10th.—Observed the enemy getting under weigh from Lynhaven Bay. Watched them till they stood towards the Shoe. Ran up and signalled accordingly. Soon after they anchored at that place.

11th.—Calm, moderate weather. At four AM the enemy began to advance from the Shoe, at which time I lay becalmed about three miles from them, and as they brought the sea breeze with them while I was without power of moving, I felt that my time was come, and that I should once more fall into their hands as a prisoner. Ou Trou and all its horrors rose up before me. Old Nol looked very grave.

"It's hard times we shall have of it, Mr Hurry, if the breeze don't be smart about coming, sir," he remarked, shaking his head. "I'd sooner by half have a chance of fighting, sir, than running for our liberty."

"We have no choice left us, I fear, Grampus," said I. "However, we'll do our best, and not give in as long as the little barkie can swim."

"That's it, sir, that's the thing. The people will stick by you and go down in the craft if you wishes it," was his answer.
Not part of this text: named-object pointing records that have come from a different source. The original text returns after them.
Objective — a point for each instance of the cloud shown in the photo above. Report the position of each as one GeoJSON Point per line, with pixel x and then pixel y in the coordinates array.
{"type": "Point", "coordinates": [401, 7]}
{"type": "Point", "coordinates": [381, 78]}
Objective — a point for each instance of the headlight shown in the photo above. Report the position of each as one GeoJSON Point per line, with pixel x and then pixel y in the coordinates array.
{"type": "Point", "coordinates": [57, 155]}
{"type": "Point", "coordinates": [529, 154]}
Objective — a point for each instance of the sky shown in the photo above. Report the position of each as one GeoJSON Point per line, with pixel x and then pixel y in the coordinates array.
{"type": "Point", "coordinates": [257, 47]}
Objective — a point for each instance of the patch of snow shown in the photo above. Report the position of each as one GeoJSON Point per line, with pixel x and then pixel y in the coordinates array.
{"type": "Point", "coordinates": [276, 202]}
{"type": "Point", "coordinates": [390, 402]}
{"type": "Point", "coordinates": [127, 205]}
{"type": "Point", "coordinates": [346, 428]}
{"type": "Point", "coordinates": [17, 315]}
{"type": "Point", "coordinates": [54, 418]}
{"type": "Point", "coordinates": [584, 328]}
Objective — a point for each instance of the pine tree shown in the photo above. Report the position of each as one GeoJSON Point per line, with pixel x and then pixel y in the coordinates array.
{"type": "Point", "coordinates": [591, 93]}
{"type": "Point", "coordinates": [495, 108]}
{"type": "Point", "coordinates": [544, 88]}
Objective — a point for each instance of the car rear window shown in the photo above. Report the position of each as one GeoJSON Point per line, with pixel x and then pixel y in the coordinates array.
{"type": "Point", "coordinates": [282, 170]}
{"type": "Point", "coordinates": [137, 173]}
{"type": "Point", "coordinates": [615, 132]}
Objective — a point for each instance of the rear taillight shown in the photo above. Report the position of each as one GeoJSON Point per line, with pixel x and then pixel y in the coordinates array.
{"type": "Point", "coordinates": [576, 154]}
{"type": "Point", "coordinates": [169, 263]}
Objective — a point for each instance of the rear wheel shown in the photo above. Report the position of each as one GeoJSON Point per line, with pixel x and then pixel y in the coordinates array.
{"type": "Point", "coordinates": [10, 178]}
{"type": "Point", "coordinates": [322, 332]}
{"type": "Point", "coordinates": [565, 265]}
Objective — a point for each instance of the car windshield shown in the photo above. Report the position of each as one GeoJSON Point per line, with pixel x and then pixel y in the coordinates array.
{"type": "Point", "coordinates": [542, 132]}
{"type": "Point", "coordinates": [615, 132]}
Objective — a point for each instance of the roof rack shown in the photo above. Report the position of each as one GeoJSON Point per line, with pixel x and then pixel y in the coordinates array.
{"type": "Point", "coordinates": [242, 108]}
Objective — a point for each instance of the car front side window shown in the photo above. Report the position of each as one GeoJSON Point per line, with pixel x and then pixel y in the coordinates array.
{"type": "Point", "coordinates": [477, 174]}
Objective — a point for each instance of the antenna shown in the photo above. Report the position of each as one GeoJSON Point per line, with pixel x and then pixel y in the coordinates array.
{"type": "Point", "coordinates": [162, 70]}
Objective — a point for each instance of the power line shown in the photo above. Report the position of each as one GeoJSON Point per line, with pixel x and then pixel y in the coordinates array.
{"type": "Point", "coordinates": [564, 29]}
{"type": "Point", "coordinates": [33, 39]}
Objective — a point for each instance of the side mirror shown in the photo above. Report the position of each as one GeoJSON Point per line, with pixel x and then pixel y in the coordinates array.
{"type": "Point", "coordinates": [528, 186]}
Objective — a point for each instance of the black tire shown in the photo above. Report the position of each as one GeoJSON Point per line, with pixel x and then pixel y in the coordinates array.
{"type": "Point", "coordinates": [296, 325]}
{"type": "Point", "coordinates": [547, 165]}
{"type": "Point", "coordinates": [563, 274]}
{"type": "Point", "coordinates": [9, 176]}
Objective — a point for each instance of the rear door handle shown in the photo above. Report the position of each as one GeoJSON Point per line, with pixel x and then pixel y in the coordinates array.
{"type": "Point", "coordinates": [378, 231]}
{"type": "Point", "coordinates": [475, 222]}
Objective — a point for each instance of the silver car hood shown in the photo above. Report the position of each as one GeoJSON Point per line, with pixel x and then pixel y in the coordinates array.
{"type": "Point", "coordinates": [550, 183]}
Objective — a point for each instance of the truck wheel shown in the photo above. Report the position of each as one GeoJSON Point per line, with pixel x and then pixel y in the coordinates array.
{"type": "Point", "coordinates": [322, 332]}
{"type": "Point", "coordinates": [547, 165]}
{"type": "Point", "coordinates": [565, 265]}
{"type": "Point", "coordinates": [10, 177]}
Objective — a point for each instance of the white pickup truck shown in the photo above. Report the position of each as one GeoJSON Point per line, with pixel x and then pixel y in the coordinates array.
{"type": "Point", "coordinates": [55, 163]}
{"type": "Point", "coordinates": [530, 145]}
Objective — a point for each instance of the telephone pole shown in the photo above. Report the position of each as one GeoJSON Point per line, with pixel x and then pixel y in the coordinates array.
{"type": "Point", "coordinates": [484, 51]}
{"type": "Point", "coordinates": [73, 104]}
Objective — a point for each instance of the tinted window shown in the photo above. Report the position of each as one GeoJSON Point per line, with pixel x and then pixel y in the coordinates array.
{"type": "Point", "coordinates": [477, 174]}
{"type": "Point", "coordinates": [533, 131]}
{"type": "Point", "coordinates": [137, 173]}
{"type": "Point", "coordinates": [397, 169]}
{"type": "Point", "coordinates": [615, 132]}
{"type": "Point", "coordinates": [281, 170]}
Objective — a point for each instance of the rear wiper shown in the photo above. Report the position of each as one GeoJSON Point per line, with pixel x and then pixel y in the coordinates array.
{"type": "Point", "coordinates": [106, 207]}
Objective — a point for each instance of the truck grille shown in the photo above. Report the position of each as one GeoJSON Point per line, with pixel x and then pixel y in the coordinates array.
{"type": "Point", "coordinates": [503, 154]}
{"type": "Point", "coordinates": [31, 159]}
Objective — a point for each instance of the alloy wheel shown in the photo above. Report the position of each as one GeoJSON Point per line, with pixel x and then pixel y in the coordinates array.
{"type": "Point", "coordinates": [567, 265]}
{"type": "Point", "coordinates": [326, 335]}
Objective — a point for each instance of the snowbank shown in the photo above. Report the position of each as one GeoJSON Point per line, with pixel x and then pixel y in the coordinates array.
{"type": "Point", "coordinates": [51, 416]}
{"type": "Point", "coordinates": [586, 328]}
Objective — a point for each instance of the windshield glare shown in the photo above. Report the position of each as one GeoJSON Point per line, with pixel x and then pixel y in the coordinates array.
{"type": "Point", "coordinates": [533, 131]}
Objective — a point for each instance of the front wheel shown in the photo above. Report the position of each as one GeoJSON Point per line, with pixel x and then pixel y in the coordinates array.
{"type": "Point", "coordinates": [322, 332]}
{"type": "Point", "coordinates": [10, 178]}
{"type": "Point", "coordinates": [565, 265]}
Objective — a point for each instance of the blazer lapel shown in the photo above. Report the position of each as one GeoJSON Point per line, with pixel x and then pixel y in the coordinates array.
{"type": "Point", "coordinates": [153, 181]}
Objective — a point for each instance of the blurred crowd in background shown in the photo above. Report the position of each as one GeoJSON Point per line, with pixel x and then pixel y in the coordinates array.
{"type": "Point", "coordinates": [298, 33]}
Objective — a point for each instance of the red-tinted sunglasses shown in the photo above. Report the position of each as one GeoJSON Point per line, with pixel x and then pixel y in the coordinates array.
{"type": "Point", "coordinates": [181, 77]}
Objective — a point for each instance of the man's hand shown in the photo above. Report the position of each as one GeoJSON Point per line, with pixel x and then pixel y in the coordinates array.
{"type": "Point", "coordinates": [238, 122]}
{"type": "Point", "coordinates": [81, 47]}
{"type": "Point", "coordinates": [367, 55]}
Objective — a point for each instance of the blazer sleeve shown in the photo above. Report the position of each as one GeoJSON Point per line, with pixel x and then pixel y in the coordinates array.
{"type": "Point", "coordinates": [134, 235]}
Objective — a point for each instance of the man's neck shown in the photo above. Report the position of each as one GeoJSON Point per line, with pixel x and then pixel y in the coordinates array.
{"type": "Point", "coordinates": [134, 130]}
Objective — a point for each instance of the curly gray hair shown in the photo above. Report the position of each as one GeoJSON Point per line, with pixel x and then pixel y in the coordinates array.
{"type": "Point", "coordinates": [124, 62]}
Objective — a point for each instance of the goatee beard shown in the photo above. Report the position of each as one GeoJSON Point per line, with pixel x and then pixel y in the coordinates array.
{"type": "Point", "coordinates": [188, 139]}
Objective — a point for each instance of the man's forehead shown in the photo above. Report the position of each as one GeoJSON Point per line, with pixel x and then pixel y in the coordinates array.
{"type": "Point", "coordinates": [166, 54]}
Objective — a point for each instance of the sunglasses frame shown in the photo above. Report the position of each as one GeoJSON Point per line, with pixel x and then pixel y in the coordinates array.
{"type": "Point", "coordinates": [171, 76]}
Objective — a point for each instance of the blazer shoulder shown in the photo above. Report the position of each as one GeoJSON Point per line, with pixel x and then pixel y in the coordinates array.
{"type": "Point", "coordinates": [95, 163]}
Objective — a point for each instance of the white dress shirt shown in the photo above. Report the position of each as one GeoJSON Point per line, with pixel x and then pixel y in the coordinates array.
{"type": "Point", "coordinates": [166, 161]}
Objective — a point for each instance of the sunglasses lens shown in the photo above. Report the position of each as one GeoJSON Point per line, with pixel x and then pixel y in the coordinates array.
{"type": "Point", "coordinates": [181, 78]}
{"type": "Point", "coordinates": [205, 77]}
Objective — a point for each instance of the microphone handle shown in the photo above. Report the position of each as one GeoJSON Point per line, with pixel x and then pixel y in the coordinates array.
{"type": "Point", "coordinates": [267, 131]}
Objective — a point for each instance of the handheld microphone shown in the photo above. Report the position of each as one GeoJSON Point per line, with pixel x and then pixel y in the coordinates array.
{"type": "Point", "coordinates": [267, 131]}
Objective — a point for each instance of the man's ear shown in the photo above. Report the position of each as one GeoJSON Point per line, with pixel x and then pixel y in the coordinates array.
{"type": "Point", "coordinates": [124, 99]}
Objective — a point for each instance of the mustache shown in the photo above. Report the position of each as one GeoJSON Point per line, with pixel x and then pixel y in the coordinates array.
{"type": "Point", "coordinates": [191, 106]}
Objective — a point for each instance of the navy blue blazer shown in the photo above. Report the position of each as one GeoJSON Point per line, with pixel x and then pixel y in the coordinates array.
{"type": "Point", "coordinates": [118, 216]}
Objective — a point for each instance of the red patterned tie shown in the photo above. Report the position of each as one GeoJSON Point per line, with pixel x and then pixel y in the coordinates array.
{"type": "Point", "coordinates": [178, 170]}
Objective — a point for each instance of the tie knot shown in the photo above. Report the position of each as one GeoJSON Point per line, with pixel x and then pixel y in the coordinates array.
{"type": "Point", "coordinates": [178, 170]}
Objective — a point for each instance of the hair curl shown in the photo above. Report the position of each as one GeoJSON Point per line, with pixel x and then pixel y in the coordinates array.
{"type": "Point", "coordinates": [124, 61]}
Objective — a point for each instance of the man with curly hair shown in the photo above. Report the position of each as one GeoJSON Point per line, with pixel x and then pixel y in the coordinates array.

This being the spirit of my men, my hopes revived. The enemy came on slowly, but still they were nearing me. With hearty good-will every one on board kept whistling for a wind, but for all that the breeze did not come. At six o'clock one of the headmost ships tried the range of her guns by firing a shot at me. It came pretty near, but a miss is as good as a mile. There was, however, no time to be lost. Another and another shot came whistling after me. I cut away my boat, the breeze was rippling the water astern. I trimmed sails, the wind filled them. Once more the craft began to move. She slipped faster and faster through the water, and away she went before the wind with everything we could clap on her like a scalded cock, as O'Driscoll remarked afterwards, and for this time happily escaped the durance vile I had been anticipating. At noon I made the signal that the enemy were still approaching, and at four o'clock, they having anchored at the mouth of the harbour, I ran up to the town with the conviction that Othello's occupation had gone. In the evening I accordingly received orders to haul her on shore and to join the Charon's at the battery in which they were posted. I do not mean to say that we did not hope by some means or other to succeed, but even the most sanguine could not help acknowledging just then that things looked black and threatening in the extreme.



CHAPTER TWENTY SEVEN.

DEFENCE OF YORK TOWN.—SENT WITH FIRE-SHIPS AGAINST FRENCH FLEET.— FAILURE.—IN COMMAND OF BATTERY.—FIERCE ENGAGEMENTS.—COLONEL CARLYON A PRISONER AND WOUNDED.—THE CHARON BLOWS UP.—DESPERATE CONDITION OF THE TOWN.—DEATH OF MY OLD FOLLOWER.—ATTEMPT TO EVACUATE TOWN FRUSTRATED BY A GALE.—I AM BADLY WOUNDED.—ARMY OF LORD CORNWALLIS CAPITULATES.—WAR AT AN END.—PRISONERS KINDLY TREATED BY AMERICANS AND FRENCH.—MADELINE BECOMES MY NURSE.—NEWS FROM ENGLAND.—SIR HURRICANE TEMPEST HAS LEFT ME HIS HEIR.—I MARRY THE LITTLE REBEL.—FINIS.

I could not help feeling, in common with many other thoughtful officers, that we were on the eve of great events. Each day, each hour confirmed this opinion, and now we were startled if not confounded by the undoubted information that General Washington had arrived with a considerable body of troops from the north. He arrived on the 24th in the Chesapeake, with, it was said, six thousand French and continental troops, whom we had the mortification to see a frigate and a body of transports go down to bring up, we no longer having the power to molest them. Thus still further was the dark thunder-cloud augmented, about, we believed, to break over our heads. Day and night, however, we continued working at the batteries, and levelling houses, and clearing all the ground round the lines of everything which might afford the enemy shelter in their expected attack.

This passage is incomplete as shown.